Desde de que Pelé, um dia - e um dia é coisa que não se pode precisar - disse que "o brasileiro não sabe votar", os canalhas se aproveitaram da técnica de comunicação do "juntar-se aos bons" e estabeleceram a opinião do rei do futebol como se fosse um preceito líquido, certo e absolutamente verdadeiro.
Pois não é. Pelé sabia de futebol. De jogar futebol. Sempre foi péssimo comentarista. Nem Galvão Bueno teve saco para dividir a cabine de narrações das Copas com ele. Na área da política, Pelé foi um atacante bisonho; basta ver o que a Lei Pelé fez com o mundo da bola e tudo quanto ele não fez quando ministeriou o Esporte para FHC que repetiu o próprio mandato, mas não deu replay para Pelé. Até Fernando Henrique achou que não valia a pena ver de novo.
Pelé, no entanto, tem que ser perdoado, entende?! O cara fez mais de mil gols; dedicou o milésimo às criancinhas e disse que a gente não sabe votar porque tinha mesmo um olho vesgo, como um dia, - olha o tempo aí de novo - o comunista João Saldanha garantiu ao torcedor brasileiro quando bancava o técnico da Seleção e contrariava Ernesto Geisel.
Então ele está perdoado.
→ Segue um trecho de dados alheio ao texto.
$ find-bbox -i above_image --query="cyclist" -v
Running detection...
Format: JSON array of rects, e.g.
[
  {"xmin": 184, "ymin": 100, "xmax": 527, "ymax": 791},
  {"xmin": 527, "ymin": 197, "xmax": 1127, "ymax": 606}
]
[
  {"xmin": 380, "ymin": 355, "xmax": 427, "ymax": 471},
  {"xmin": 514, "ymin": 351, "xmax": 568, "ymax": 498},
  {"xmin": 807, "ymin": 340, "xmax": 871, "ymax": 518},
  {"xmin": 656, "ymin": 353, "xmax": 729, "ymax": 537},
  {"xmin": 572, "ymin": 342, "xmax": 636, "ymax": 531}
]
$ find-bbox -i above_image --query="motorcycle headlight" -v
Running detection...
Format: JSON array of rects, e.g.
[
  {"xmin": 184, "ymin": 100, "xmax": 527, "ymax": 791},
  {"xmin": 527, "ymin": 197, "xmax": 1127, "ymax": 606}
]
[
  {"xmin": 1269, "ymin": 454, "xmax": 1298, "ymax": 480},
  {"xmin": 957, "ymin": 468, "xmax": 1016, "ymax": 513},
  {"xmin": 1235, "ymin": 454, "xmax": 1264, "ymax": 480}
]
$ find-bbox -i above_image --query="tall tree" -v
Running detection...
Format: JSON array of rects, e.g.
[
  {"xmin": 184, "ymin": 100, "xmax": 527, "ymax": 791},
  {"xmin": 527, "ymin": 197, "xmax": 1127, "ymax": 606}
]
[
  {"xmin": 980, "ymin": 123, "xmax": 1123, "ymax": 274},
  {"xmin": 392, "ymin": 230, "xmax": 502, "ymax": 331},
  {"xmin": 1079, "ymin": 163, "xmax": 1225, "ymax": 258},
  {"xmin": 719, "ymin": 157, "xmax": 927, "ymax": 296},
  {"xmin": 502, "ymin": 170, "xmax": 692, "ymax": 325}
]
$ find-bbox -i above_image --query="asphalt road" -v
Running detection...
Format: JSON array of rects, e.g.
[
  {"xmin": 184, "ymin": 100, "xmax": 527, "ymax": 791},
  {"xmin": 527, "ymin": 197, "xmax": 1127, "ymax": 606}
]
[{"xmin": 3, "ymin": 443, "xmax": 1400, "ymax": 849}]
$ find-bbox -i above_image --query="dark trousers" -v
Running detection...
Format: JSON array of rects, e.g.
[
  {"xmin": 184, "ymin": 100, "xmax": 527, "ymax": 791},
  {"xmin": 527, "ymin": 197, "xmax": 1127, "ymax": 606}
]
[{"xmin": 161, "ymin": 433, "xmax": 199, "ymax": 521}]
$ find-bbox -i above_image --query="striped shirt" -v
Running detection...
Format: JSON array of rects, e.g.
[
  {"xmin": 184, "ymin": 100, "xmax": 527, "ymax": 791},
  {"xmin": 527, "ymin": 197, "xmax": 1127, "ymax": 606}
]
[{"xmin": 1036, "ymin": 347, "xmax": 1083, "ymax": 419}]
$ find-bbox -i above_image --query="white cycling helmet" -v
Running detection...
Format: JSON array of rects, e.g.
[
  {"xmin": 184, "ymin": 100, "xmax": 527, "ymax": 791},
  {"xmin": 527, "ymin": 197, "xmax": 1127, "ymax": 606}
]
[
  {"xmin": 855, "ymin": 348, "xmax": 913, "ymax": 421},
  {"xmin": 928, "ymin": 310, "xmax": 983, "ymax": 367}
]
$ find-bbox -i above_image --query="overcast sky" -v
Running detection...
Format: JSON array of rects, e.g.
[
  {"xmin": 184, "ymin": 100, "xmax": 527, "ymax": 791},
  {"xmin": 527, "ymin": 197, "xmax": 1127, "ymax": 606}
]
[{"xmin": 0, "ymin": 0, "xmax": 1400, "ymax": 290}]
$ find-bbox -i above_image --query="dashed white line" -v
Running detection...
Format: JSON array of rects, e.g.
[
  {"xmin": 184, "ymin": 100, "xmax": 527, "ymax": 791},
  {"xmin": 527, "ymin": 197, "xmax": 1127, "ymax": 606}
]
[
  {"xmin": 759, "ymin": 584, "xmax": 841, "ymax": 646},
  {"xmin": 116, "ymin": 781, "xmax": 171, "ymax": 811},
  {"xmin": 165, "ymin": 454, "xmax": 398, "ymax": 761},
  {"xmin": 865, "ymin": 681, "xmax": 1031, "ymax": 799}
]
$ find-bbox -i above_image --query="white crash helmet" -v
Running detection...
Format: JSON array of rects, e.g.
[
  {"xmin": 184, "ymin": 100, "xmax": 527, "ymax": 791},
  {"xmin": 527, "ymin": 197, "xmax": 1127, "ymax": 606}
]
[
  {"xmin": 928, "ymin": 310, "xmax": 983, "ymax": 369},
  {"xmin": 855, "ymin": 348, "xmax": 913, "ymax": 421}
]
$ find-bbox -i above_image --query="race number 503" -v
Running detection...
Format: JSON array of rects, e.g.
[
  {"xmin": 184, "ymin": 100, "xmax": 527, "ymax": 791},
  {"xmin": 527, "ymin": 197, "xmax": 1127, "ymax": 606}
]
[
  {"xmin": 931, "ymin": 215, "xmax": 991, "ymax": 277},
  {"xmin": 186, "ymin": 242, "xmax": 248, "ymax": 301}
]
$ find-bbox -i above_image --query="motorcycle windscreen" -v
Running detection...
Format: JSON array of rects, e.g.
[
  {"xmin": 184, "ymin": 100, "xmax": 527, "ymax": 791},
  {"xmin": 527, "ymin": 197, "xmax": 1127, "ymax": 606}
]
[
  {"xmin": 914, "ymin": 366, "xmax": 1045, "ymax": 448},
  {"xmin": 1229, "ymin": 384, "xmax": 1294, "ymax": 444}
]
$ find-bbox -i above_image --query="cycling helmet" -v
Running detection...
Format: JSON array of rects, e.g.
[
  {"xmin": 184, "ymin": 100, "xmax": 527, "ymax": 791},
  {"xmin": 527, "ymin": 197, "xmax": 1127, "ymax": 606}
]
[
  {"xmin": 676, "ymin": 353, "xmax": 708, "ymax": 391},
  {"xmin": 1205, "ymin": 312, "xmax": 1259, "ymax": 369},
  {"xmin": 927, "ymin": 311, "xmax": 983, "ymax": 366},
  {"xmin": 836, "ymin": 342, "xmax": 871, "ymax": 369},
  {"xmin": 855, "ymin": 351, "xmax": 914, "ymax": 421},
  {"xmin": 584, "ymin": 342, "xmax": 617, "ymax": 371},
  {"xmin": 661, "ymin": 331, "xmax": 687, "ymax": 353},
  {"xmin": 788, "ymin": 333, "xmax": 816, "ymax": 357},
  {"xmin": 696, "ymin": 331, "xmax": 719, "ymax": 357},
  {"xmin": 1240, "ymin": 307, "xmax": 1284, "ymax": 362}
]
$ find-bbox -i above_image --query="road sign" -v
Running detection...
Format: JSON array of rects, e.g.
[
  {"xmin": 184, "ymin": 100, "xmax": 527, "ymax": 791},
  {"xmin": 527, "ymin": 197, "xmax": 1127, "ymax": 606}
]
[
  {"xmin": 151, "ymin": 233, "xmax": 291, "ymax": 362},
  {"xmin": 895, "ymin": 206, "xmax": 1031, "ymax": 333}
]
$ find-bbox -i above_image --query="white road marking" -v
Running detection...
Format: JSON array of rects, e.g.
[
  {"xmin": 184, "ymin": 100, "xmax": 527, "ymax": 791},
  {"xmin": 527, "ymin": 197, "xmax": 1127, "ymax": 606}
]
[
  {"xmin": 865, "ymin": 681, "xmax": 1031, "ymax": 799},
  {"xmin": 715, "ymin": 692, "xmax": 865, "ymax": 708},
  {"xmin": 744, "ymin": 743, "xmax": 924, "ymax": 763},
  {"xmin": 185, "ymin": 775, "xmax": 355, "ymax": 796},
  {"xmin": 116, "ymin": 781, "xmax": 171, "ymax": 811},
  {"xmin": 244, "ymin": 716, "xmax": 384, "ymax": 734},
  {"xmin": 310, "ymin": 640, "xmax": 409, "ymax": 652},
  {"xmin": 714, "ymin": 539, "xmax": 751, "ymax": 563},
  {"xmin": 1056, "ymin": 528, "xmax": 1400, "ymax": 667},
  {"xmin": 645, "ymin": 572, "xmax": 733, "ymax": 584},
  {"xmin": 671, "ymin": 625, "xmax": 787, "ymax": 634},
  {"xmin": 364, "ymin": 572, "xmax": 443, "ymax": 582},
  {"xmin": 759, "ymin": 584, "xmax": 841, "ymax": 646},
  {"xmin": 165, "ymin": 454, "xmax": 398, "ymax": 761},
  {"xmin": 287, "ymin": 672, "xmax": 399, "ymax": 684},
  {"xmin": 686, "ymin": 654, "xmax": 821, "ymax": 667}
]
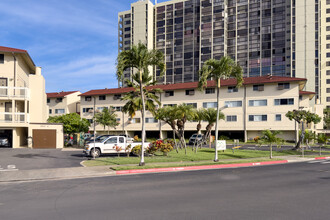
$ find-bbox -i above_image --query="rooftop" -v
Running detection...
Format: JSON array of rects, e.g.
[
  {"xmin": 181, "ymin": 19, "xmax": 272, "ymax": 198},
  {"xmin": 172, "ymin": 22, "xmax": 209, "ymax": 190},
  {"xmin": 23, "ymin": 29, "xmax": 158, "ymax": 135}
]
[
  {"xmin": 80, "ymin": 76, "xmax": 307, "ymax": 96},
  {"xmin": 47, "ymin": 91, "xmax": 79, "ymax": 98}
]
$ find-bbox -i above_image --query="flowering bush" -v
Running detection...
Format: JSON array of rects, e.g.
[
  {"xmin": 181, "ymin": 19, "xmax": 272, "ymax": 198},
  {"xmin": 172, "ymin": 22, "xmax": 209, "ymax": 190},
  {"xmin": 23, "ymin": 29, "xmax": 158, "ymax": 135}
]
[
  {"xmin": 132, "ymin": 144, "xmax": 142, "ymax": 157},
  {"xmin": 113, "ymin": 145, "xmax": 122, "ymax": 157},
  {"xmin": 253, "ymin": 136, "xmax": 260, "ymax": 143}
]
O que o brasileiro não pode perdoar é que esses políticos que se adonaram da coisa pública e estão repartindo e loteando o Brasil entre eles, continuem dizendo a mesma coisa. E com tal insistência que o próprio eleitor já acha que é essa falácia é a mais pura realidade.
O brasileiro não sabe votar, uma pinóia! O brasileiro não tem em quem e nem como votar bem. Quando viu, elegeu Zé Sarney, Renan Calheiros, Fernando Beira-Collor, Jader Barbalho, Zé Dirceu, Palocci, Marta e Eduardo Suplicy, Lula, Dilma e essa pandilha de sevandijas só para ficar com uma parte ínfima da listagem do PT. É que eles, mais que eleitos, são governo de cabo a rabo.
Da oposição, nem é bom falar: entram todos, pela inércia, incompetência, despreparo e os mesmos sentimentos corrosivos que são o pano de fundo do tecido político nacional. Salvo horrorosas exceções.
O brasileiro não vai poder, não vai saber, não vai ter como votar direito enquanto a democracia brasileira se respaldar nos partidos políticos que tem hoje. O sistema eleitoral brasileiro está subjugado, em nome da democracia, a poderosas e intocáveis facções extraídas das mais inescrupulosas camadas sociais. Os partidos são famiglias constituídas ao mais puro modelo da máfia.
Seus padrinhos manobram os cordéis de uma rede de intrigas e malfeitos de tal maneira que os partidos não são outra coisa do que senão uma espécie de conspiração contra o resto do país. A têmpera dominante é a do aproveitador de ocasiões. Não pode ver uma vitrine aberta.
Enquanto perdurar esse conluio entre os donos de partido e seus seguidores; enquanto perdurar essa estratégia de coalizão partidária que só saisfaz necessidades fisiológicas; enquanto o sistema eleitoral continuar ferindo o nosso direito de escolha fazendo do ato de votar uma obrigação punida por lei, então, o brasileiro não saberá e nem terá mesmo como votar direito.
Já está mais do que na hora de o eleitor brasileiro fazer desse jugo, dessa obrigação, um direito. Essa batalha, no entanto é para o exército de Brancaleone, ou para Dom Quixote e seus moínhos de vento.
Resta apenas a este Sanatório parafrasear Dwight Morrow que, em 1930, editou "Campaign Speech" sacando-o da vitrine da literatura, com uma frase aqui adaptada: Se os partidos políticos têm a petulância de se atribuírem o mérito das chuvas, o eleitor brasileiro deve ter a ousadia de, em nome da liberdade de credo, pensamento e expressão, lhes repassar toda a culpa pela tragédia das secas.